State Evangelism Conference concludes with Will Graham rally

State Evangelism Conference concludes with Will Graham rally

I cannot do one thing for you,” pronounced Will Graham, associate evangelist with the Billy Graham Evangelistic Association and grandson of the famed evangelist.

“I want you to experience a fresh start,” he said. “I want your misery to turn to joy, but you have to do it through the person of Jesus Christ.”

Graham pointed an audience of more than 550 people to Jesus on March 1 at the State Evangelism Conference at Gardendale First Baptist Church.

Before he took the stage, southern gospel trio The Booth Brothers performed and Rick Stone, minister of music at First Baptist Church, Jasper, and the Hunter Street Choir from Hunter Street Baptist Church, Hoover, led the audience in worship.

Rick Lance, executive director of the Alabama Baptist State Board of Missions (SBOM), introduced Graham, who holds mass evangelistic rallies called “celebrations” around the world.

“He is a preacher of the Word in his own right,” Lance said. “You can tell the influence of his father (Franklin Graham) and grandfather, but he himself has been called of God, saved by the Lord Jesus Christ and has been preaching the Word of the Lord around the world.”

When Graham opened his Bible, he addressed the audience on a topic that has seen a lot of attention over the past few years: change.

“What I’m talking about tonight is spiritual change, moral change,” Graham said. “Oftentimes we want change but it seems to be so elusive at times.
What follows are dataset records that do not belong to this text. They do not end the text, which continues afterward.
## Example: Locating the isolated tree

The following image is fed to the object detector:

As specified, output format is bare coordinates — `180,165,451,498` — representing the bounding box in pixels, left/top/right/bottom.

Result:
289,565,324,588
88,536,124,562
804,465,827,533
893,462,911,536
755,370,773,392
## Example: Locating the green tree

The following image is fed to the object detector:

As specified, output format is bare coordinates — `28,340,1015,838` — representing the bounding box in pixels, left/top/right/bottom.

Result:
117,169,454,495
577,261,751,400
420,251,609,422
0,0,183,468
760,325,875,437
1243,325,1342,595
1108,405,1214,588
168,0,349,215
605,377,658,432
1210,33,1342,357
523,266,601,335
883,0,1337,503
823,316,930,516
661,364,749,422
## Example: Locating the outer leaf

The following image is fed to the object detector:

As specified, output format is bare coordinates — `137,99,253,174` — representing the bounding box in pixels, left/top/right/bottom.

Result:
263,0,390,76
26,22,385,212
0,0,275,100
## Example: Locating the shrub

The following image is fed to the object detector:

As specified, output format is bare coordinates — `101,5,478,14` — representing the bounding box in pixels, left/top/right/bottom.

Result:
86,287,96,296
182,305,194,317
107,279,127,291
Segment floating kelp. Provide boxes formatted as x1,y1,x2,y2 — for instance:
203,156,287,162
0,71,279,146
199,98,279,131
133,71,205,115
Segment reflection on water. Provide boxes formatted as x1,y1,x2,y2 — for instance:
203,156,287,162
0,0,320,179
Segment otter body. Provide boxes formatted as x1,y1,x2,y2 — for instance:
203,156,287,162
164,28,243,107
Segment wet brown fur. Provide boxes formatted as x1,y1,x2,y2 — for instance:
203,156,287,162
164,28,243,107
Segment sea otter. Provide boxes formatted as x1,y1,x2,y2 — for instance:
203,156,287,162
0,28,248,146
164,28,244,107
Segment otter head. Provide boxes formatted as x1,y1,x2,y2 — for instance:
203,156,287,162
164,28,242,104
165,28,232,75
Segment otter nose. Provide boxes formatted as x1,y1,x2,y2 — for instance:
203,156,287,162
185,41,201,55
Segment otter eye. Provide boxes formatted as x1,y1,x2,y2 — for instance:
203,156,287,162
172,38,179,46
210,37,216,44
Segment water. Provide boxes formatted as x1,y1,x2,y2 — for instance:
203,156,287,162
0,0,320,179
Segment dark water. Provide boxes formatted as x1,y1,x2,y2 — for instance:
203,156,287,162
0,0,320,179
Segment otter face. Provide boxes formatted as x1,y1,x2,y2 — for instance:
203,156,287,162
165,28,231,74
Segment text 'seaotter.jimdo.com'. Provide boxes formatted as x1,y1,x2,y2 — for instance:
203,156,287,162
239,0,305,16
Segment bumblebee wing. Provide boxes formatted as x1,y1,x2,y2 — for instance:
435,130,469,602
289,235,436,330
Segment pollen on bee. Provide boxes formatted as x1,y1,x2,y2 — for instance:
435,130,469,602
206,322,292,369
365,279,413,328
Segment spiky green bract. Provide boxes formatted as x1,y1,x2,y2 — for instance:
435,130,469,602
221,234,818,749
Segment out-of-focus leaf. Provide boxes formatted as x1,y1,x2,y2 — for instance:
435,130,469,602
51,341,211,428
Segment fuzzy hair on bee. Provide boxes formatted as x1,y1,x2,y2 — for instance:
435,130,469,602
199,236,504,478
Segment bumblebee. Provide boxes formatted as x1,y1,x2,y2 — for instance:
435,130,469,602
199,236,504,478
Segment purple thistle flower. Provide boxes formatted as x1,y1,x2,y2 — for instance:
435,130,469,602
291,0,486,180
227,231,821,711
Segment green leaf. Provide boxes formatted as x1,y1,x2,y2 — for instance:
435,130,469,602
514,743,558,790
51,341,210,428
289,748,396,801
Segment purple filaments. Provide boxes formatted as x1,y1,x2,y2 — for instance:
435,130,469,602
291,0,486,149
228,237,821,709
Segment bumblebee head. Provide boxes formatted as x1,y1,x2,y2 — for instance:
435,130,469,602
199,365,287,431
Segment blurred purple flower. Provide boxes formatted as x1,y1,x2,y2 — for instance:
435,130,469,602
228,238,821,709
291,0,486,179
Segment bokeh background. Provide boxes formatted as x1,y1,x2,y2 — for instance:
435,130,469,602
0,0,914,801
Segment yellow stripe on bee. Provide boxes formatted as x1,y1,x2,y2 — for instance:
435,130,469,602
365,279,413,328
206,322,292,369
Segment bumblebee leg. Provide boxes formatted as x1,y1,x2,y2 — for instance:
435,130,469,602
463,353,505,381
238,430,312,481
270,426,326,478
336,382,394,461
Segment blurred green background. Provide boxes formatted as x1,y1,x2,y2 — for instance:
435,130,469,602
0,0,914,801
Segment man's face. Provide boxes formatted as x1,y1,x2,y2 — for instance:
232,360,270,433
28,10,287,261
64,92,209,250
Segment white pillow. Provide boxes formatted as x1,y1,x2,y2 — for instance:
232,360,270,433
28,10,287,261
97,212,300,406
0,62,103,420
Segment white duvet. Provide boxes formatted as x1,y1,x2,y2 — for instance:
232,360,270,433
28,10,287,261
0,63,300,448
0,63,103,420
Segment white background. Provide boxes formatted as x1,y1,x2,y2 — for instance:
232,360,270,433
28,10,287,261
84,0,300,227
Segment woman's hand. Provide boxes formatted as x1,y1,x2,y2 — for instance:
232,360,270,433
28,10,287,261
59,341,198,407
We can’t seem to grasp it.”

He told the story in 1 Samuel 1 of a woman named Hannah. She was one of two wives of a man named Elkanah, who worshiped the Lord regularly. But beneath the religious observance was conflict: Hannah could not have children, and Elkanah’s other wife, Peninnah, who did have children, tormented her about it.

“Though Elkanah was very religious, his family was experiencing turmoil,” Graham said.

He reminded the audience of when Jesus compared the religious-looking Pharisees to whitewashed tombs and urged audience members not to hide their struggles behind clean appearances.

“Some of you tonight put on a good facade,” Graham said. “You look good on the outside … yet on the inside, it’s death, destruction, misery and decay.”

He asked audience members to identify something that makes them bitter and steals their joy. Graham encouraged them to respond to their troubles the same way Hannah did: by going to the Lord.

“We’ll let every one of our friends know twice how miserable we are, but yet we always fail to go to the Lord,” he said. “He seems to be the last resort, but Hannah went directly to Him. My friends, that’s what we need to do.”

When Hannah poured out her heart to the Lord, Graham said, she was given hope, even though her circumstances hadn’t changed.

“She encountered God and her life was forever changed,” he said. “You see we cannot come in contact with God and leave the same way we came.”

Graham transitioned into a gospel presentation, describing man’s sin against God and vain efforts to make things right.

“Religion is every man’s attempt to get back to a righteous God and they all fail,” he said.

Instead, Graham continued, God sent Jesus to die in our place on the cross, satisfying His wrath, and rise from the dead three days later.

Jesus took our sin, he said, and we got His righteousness.

“Now when we stand before God, God doesn’t see our own sin,” Graham said. “He sees the blood of His own Son covering us.”

Graham invited the audience to come to the altar.

“My friends, this invitation is literally for everyone,” he said. “This invitation is for you to come simply to pray up here, to surrender your misery unto the Lord; the hurt and pain you’ve been carrying, you can give it to the Lord. There might be some of you here today who want to experience Jesus Christ for the first time. I want you to come stand right here in front of me. … All I want is to have a word of prayer.”

As the piano chords of “Just As I Am” echoed through the auditorium, nearly 80 specially trained counselors made their way to the stage as people filtered forward to kneel at the altar to pray and receive prayer.

“Will you come before God?” Graham asked. “He’s waiting with open arms to receive you.”

After he led a prayer for salvation, the audience sang a brief medley of praise songs.

Lance dismissed audience members with prayer, urging them to remember that Jesus entrusted the Great Commission to His followers and empowers them to carry it out.

“May something happen in your life and in the lives of others that can really be change we can believe in,” he said.

Sammy Gilbreath, director of evangelism for the SBOM, believes Graham’s message and the sight of people coming to the altar showed this year’s evangelism conference was about more than talking a good game.

“For the first time in the history of this event, we didn’t just talk about evangelism,” he said. “We did evangelism.”